A planilha “Como é trabalhar aí” destaca o dia a dia das empresas: com piadas, exageros, intrigas e relatos graves de assédio. Abaixo, Alessandra Costa, psicóloga especialista em casos de fraude, assédio e corrupção, fala sobre o assunto. A profissional é também sócia da S2 Consultoria, focada em compliance e na dimensão humana do risco. A seguir, ela esclarece algumas dúvidas com o intuito de orientar as agências que estão na lista e também os profissionais do mercado que buscam caminhos para a solução desses problemas.

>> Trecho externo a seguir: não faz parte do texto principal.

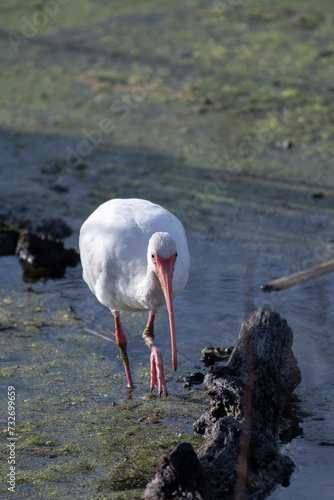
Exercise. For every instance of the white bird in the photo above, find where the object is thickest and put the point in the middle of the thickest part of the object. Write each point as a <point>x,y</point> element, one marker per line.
<point>135,257</point>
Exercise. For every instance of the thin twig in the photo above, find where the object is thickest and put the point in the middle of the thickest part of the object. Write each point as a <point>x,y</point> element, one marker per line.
<point>299,276</point>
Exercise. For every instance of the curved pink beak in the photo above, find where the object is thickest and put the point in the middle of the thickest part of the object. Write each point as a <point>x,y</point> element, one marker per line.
<point>165,270</point>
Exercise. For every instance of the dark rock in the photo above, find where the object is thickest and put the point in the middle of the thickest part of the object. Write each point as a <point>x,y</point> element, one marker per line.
<point>180,475</point>
<point>194,379</point>
<point>241,458</point>
<point>44,257</point>
<point>210,355</point>
<point>56,228</point>
<point>8,239</point>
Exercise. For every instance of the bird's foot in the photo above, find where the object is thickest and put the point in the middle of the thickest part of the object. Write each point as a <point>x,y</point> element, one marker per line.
<point>157,372</point>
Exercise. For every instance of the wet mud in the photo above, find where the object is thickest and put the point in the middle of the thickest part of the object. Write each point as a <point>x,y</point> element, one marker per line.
<point>222,112</point>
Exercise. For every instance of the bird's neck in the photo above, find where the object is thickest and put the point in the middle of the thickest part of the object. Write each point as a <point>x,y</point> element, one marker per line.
<point>150,291</point>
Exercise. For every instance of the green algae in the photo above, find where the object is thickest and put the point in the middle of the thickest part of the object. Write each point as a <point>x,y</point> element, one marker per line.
<point>201,97</point>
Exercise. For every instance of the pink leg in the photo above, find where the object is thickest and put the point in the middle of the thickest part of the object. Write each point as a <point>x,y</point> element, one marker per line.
<point>121,341</point>
<point>157,365</point>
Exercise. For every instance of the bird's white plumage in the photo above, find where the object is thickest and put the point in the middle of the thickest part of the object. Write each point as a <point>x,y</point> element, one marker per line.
<point>114,248</point>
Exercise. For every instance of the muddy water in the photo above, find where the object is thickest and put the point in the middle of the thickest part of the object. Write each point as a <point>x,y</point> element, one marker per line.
<point>221,112</point>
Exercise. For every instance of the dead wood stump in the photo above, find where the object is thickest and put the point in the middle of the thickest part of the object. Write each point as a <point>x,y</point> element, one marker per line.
<point>241,457</point>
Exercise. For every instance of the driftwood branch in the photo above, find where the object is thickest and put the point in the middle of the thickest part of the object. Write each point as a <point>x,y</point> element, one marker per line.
<point>241,457</point>
<point>299,276</point>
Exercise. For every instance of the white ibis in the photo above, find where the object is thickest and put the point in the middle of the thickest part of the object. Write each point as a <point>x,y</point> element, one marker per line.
<point>135,257</point>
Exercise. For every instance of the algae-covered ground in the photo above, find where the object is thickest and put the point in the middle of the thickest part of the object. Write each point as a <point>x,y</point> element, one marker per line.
<point>221,111</point>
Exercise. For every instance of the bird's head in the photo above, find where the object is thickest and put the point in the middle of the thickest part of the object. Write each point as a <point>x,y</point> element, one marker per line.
<point>162,255</point>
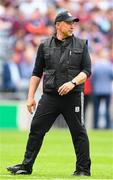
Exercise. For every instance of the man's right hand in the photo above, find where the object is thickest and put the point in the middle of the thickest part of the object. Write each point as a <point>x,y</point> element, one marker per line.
<point>31,104</point>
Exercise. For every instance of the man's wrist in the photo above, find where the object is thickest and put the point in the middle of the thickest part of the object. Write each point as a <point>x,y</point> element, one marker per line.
<point>73,82</point>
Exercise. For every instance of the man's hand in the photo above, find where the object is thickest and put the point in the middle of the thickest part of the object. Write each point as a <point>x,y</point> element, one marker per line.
<point>65,88</point>
<point>31,104</point>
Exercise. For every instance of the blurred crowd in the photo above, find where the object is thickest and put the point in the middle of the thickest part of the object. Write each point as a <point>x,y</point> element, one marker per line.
<point>24,23</point>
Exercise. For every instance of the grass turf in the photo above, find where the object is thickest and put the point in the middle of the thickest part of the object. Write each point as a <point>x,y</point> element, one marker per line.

Qual deve ser o primeiro olhar sobre esta planilha, tanto por profissionais que trabalham em agências quanto por donos de agências?

A grande maioria dos problemas relatados na enquete reforçam uma triste realidade do mercado de comunicação, em que a cultura do assédio e das extensas jornadas de trabalho ainda imperam. Porém, é preciso termos muito cuidado com as informações, pois:

1. Não há uma verificação e investigação das informações ali indicadas, então não saia por aí fazendo julgamentos precipitados sobre empresas que possuem uma excelente reputação.

2. A enquete não é um canal oficial de apuração de denúncias, ou seja, não há qualquer segurança por trás das informações.

3. Não existem regras, alguns comentários podem ser exceções.

O que um dono de agência deve fazer se a sua agência está na lista e com comentários negativos?

No caso específico da lista, recomendamos algumas ações:

Avaliar as denúncias de fraude junto à equipe;
Desenvolver e comunicar o código de ética;
Aplicar testes de integridade;
Estimular a cultura ética na organização;
Adotar ferramentas, tais como entrevista demissional para compreensão dos problemas envolvidos.

Explicando em detalhes: o primeiro passo é fazer uma apuração das denúncias de fraude. Contratar um especialista em compliance e entrevistas investigativas é um passo básico nesse processo. Ele vai entrevistar os seus colaboradores e entender o cenário atual da sua cultura organizacional. Casos denunciados também serão tratados de duas formas: com um realinhamento ético, baseado em entrevistas e compreensão dos valores da agência, e com treinamentos ou coaching ético.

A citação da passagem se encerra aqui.